Jeff Nichols’ stellar Mud a climactic highlight of RiverRun

by Mark Burger

It may be a little early to start compiling a list of the best films of 2013, but Mud is something very special indeed. Rich in atmosphere and character, this vibrant coming-ofage drama from writer/director Jeff Nichols lives and breathes with a life all its own.

Newcomers Tye Sheridan (his second film) and Jacob Lofland (his first) plays Ellis and Neckbone, a pair of pals drinking from the cup of adolescence. On a remote patch of island in the Mississippi River, they encounter the title character (Matthew McConaughey), a mysterious but charismatic figure in whom they confide, and he in them.

Mud is a fugitive, of course, but in world of broken dreams and dashed hopes he’s also a figure of nobility and even chivalry, one who inspires in the boys a will, even against all odds — and all logic — the will to dream. Mud pines for his lost love, Juniper (Reese Witherspoon), who just so happens to be staying at the local motel in the Arkansas town where the boys live.

There’s more to the story to that, obviously, but Mud is one of those films that is better seen — and savored — than described. It defies some expectations, adheres to others, yet emerges a true original. Things progress at their own pace, yet there’s always something to engage the viewer, be it Nichols’ genuine affection for the landscape, the characters or the story. There’s an unforced and focused confidence in the film’s execution. Every aspect of the film seems to have a little something extra, a little something more.
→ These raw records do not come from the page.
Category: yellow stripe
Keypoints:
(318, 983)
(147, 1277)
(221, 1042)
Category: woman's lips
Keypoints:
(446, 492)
The performances are exemplary, and even those actors who aren’t onscreen much have something of consequence to do, as well as something to add. So much of the story’s momentum depends on the two youngsters at its center, and Sheridan and Lofland are up to the task. So too is McConaughey, in a spectacular turn in the title role. So too are Witherspoon, Sam Shepard, Ray McKinnon, Sarah Paulson, Bonnie Sturdivant (her first film, too), Joe Don Baker and Nichols favorite Michael Shannon. Good company indeed. There’s hardly a false note struck among the performers.

As the film draws to its conclusion, it does so in a fashion that is memorable, wistful, and even immaculate. When the film comes full circle, the circle is complete. Sounds almost simple, doesn’t it?

Mud makes it seem that way.

(Mud will be screened Friday at 7 pm in the Stevens Center as part of the RiverRun International Film Festival. Filmmaker and UNCSA School of Filmmaking graduate Jeff Nichols is scheduled to be in attendance. Tickets are $10. The film is then scheduled to open in general release on Friday, Apr. 26.)